With the colder weather right around the corner, urban pests of all shapes and sizes are hurrying to find shelter for the winter months. With unfriendly temperatures as well as a decreasing food supply, all animals will have to adapt and change their behaviors if they hope to survive in a harsher environment. This is especially true for raccoons, the largest animal commonly found in residential areas.
In order to effectively control the population, it helps to understand how these animals behave.
Most people believe raccoons hibernate during winter months. Which is understandable as you rarely if ever see them around the neighborhood once the cold weather sets in. What actually takes place is they go into a state refered to as torpor. This is a state of diminished activity marked by a deep sleep, a decrease in breathing rate and a complete metabolic slow down.

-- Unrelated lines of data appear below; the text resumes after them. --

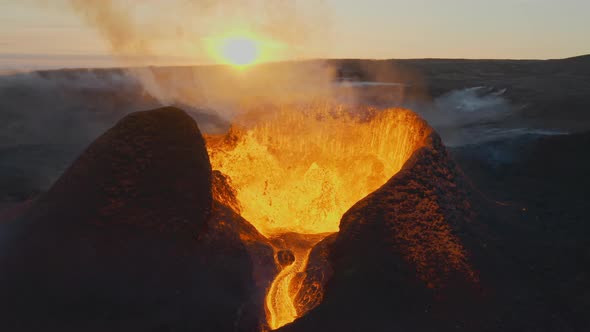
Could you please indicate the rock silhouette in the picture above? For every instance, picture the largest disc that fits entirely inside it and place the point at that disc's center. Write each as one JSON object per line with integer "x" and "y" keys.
{"x": 129, "y": 239}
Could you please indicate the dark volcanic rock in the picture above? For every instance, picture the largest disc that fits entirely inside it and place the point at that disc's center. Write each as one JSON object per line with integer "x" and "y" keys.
{"x": 399, "y": 261}
{"x": 126, "y": 240}
{"x": 317, "y": 273}
{"x": 285, "y": 257}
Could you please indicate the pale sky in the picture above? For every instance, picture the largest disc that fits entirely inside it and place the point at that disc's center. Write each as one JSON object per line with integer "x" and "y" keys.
{"x": 35, "y": 32}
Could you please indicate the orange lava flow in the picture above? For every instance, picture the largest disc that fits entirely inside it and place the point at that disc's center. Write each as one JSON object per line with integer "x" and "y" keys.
{"x": 298, "y": 169}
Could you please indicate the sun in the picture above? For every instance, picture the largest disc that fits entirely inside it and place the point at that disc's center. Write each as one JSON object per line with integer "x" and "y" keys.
{"x": 239, "y": 51}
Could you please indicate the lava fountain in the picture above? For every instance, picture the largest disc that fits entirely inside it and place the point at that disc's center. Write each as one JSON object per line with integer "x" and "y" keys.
{"x": 297, "y": 169}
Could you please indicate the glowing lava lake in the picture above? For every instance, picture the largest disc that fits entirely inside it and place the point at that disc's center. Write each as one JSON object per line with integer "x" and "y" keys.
{"x": 297, "y": 170}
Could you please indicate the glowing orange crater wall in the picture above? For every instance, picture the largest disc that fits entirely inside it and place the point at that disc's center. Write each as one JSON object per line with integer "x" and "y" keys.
{"x": 299, "y": 169}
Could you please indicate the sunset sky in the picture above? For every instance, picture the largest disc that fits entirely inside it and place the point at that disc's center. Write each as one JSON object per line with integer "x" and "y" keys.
{"x": 53, "y": 34}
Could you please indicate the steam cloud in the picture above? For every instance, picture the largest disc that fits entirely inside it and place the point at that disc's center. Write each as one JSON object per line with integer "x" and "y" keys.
{"x": 135, "y": 40}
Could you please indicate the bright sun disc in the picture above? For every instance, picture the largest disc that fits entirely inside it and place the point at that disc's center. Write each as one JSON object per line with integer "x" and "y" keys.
{"x": 239, "y": 51}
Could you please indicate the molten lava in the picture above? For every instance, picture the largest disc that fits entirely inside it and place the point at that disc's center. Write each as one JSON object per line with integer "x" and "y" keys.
{"x": 298, "y": 169}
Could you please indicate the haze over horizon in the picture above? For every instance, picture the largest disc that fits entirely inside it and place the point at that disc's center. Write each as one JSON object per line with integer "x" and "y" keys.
{"x": 39, "y": 34}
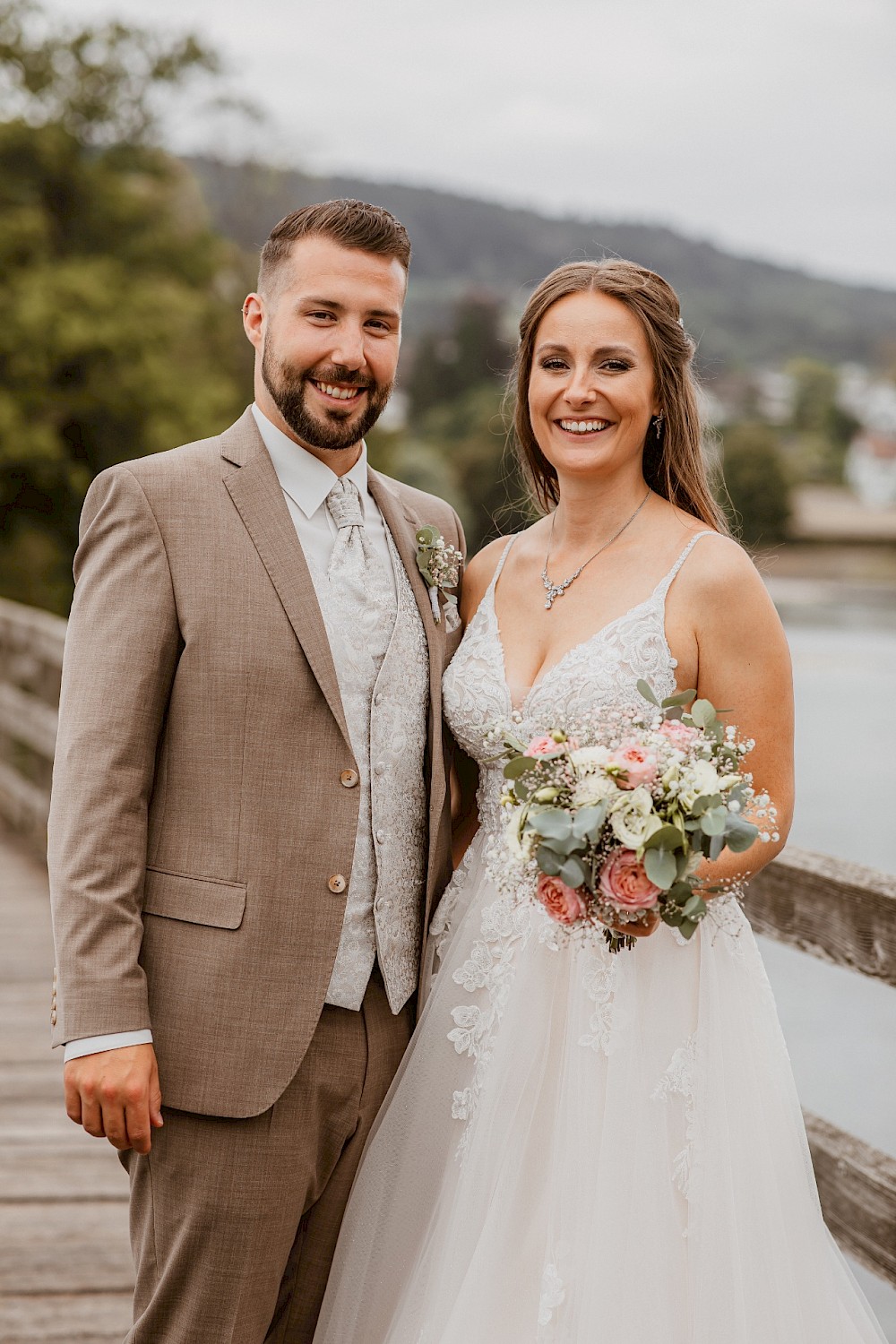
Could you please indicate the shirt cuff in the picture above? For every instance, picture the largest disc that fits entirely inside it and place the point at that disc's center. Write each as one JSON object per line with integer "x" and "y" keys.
{"x": 93, "y": 1045}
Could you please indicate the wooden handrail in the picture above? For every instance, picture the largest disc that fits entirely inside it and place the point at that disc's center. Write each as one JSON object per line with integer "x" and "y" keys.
{"x": 834, "y": 910}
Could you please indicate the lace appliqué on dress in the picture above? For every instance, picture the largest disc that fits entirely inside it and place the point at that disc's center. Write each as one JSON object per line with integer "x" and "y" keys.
{"x": 490, "y": 968}
{"x": 552, "y": 1296}
{"x": 680, "y": 1081}
{"x": 599, "y": 986}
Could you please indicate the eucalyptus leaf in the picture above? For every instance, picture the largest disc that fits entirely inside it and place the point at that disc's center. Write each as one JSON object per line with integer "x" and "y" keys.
{"x": 547, "y": 862}
{"x": 702, "y": 714}
{"x": 681, "y": 698}
{"x": 712, "y": 823}
{"x": 562, "y": 849}
{"x": 573, "y": 873}
{"x": 742, "y": 838}
{"x": 667, "y": 838}
{"x": 552, "y": 823}
{"x": 589, "y": 822}
{"x": 659, "y": 866}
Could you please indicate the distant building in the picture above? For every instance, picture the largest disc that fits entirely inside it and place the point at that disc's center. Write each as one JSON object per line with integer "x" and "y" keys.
{"x": 871, "y": 467}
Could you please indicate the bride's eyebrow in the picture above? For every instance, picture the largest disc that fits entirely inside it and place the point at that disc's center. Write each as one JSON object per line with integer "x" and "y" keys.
{"x": 600, "y": 352}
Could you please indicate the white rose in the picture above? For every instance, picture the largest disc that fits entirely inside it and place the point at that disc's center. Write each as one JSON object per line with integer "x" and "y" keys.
{"x": 592, "y": 789}
{"x": 699, "y": 780}
{"x": 587, "y": 760}
{"x": 633, "y": 819}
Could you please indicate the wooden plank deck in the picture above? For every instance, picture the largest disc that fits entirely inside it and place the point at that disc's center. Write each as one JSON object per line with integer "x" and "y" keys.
{"x": 65, "y": 1260}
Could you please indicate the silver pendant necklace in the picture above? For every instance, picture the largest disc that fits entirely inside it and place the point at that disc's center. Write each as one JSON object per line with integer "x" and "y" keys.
{"x": 555, "y": 590}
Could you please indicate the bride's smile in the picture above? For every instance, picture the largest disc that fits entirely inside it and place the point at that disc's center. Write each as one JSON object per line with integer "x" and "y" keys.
{"x": 591, "y": 389}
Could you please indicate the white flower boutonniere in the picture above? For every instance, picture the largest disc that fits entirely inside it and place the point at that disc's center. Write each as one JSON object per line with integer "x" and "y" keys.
{"x": 440, "y": 564}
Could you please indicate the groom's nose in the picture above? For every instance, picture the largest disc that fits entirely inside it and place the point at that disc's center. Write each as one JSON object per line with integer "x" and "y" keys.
{"x": 349, "y": 346}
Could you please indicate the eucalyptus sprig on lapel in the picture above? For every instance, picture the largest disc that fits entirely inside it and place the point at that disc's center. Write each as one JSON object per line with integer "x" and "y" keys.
{"x": 440, "y": 564}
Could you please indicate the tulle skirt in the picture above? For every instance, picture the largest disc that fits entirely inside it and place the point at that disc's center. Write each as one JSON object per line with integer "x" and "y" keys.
{"x": 590, "y": 1150}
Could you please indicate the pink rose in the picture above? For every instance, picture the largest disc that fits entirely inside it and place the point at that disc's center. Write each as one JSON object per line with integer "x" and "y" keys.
{"x": 677, "y": 733}
{"x": 638, "y": 763}
{"x": 624, "y": 881}
{"x": 541, "y": 746}
{"x": 562, "y": 902}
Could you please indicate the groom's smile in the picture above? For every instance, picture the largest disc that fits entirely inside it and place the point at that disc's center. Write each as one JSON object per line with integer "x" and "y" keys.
{"x": 327, "y": 331}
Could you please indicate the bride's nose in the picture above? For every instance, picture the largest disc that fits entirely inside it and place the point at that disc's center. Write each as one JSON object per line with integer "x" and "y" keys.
{"x": 579, "y": 390}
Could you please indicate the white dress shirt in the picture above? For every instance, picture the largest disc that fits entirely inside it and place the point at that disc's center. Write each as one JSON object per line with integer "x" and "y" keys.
{"x": 306, "y": 481}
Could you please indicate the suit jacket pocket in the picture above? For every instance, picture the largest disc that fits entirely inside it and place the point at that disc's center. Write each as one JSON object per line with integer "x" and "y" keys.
{"x": 203, "y": 900}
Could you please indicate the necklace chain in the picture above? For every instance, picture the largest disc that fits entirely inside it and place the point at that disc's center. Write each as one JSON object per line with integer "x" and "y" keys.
{"x": 555, "y": 590}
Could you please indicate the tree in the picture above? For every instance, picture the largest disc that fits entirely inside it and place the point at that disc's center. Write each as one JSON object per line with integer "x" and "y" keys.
{"x": 756, "y": 484}
{"x": 820, "y": 427}
{"x": 120, "y": 335}
{"x": 446, "y": 366}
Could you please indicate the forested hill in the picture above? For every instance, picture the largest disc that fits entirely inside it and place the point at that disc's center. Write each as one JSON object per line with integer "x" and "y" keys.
{"x": 742, "y": 311}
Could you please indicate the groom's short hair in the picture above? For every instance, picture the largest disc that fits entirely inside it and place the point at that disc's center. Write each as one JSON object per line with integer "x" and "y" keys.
{"x": 351, "y": 223}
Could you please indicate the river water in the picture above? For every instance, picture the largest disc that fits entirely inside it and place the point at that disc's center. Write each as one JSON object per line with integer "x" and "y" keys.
{"x": 841, "y": 1027}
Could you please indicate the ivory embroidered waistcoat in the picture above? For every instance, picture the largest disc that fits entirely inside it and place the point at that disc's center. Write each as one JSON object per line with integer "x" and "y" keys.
{"x": 382, "y": 664}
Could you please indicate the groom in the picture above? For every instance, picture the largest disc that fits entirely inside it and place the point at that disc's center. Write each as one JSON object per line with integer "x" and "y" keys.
{"x": 250, "y": 817}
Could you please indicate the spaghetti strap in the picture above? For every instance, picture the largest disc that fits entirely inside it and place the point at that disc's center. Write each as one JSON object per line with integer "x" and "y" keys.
{"x": 500, "y": 564}
{"x": 664, "y": 585}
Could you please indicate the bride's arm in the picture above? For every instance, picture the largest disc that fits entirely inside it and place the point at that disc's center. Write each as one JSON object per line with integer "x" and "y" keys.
{"x": 465, "y": 774}
{"x": 743, "y": 666}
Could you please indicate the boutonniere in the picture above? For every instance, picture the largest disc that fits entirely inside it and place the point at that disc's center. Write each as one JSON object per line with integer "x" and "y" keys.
{"x": 440, "y": 564}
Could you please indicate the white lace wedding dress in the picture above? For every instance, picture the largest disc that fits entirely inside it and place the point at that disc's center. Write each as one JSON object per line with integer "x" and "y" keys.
{"x": 578, "y": 1147}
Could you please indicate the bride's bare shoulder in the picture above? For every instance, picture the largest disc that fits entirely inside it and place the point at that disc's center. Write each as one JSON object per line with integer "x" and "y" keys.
{"x": 477, "y": 575}
{"x": 479, "y": 570}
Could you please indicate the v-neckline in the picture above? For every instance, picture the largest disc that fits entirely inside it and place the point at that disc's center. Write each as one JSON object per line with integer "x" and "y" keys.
{"x": 575, "y": 648}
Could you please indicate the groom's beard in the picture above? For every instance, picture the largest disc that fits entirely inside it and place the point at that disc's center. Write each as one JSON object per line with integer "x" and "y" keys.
{"x": 338, "y": 427}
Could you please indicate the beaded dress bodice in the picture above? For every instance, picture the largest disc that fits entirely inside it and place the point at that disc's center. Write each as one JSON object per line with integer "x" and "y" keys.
{"x": 602, "y": 669}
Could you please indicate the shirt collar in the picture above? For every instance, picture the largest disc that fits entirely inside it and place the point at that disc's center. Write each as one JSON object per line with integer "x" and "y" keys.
{"x": 303, "y": 476}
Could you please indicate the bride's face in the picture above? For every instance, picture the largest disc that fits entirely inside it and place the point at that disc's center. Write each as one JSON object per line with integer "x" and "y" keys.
{"x": 591, "y": 387}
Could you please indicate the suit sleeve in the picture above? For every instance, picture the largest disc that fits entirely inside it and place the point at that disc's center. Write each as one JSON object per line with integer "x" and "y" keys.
{"x": 121, "y": 652}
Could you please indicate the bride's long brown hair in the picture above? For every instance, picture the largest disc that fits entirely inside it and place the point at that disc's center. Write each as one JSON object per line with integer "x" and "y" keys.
{"x": 673, "y": 461}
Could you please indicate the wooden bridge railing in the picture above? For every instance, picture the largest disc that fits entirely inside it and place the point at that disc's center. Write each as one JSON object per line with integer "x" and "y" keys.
{"x": 833, "y": 910}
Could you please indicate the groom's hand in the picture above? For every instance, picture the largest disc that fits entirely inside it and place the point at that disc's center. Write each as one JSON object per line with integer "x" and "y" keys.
{"x": 116, "y": 1096}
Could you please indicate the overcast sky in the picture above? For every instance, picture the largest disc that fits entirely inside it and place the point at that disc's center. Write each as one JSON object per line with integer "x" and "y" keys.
{"x": 764, "y": 125}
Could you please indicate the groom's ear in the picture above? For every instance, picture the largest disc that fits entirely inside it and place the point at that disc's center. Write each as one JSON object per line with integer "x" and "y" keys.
{"x": 254, "y": 319}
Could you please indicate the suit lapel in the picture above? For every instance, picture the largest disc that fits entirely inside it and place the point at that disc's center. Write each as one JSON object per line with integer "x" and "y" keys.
{"x": 252, "y": 481}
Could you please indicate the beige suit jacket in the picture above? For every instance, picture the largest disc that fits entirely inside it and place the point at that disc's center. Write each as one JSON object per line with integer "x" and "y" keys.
{"x": 203, "y": 809}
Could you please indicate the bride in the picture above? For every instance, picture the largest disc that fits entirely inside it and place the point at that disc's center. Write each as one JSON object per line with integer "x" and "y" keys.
{"x": 582, "y": 1147}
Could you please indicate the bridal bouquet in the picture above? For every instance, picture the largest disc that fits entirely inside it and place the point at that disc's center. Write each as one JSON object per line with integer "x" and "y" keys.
{"x": 610, "y": 823}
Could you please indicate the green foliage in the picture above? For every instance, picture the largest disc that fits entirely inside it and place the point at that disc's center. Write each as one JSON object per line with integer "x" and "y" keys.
{"x": 820, "y": 430}
{"x": 756, "y": 484}
{"x": 118, "y": 335}
{"x": 447, "y": 366}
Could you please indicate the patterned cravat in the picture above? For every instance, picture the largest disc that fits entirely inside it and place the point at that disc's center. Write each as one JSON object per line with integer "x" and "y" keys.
{"x": 355, "y": 572}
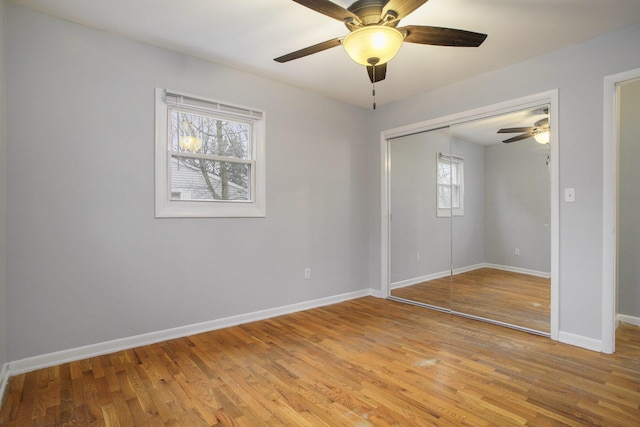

This process is aided by the thick winter coats raccoons instinctively develop before the winter. This allows them to conserve their energy stores and stay warm more efficiently during the torpor process.
Some biologists refer to this process as being a mild form of hibernation. However, unlike other animals who hibernate for the winter, raccoons may wake up during warm spells and be seen in and around our neighborhoods.
Either way, raccoons go through a period of reduced activity, similar to hibernation in order to adapt to a harsher climate and reduced food sources.
Regardless of whether its an early or late fall, as soon as the thermometer dips below the comfortable temperature range for raccoons; they will aggressively seek out a place to make their den for the winter. In populated and residential areas, this more often than not ends up being in your attic, garage or sheds.
The onset of colder weather also coincides with their mating season. This is one of the main reasons you want to be vigilant and have them evicted as soon as they attempt to move in. The removal and prevention process becomes exponentially more difficult once babies are thrown into the mix. Often times the solution requires the homeowners to wait until the babies are mobile, which takes several weeks.
It's best to act quickly if suspect you have raccoons taking up residence in your home. The longer you wait, the more expensive it will be.
In the weeks and months leading up to winter, a raccoons body will undergo several significant changes. These take place in order to help the raccoon survive the harsh and cold climate it will soon encounter.
The most important thing that happens during this period is they increase their food intake. This allows them to increase and store body fat, which in turn will help sustain them during the winter months.
Because they eat such a varied diet (pretty much anything in our garbage bins) they have a biological advantage over other urban pests. Because of the diversity they enjoy, they are less affected by scarcity.
The other significant advantage they have is unlike animals who hibernate, raccoons will come out during warmer spells and eat whatever is available. Helping them comfortable get through the long winter season.
There are several "common sense" actions you can take to decrease the risk of raccoons targeting your residence (or garbage cans). First off, keep lids secured and when possible employ animal proof systems. Keep areas around your house clear of debris and areas where animals can hide or build a den. Secure any obvious entry points raccoons could use to enter any structures.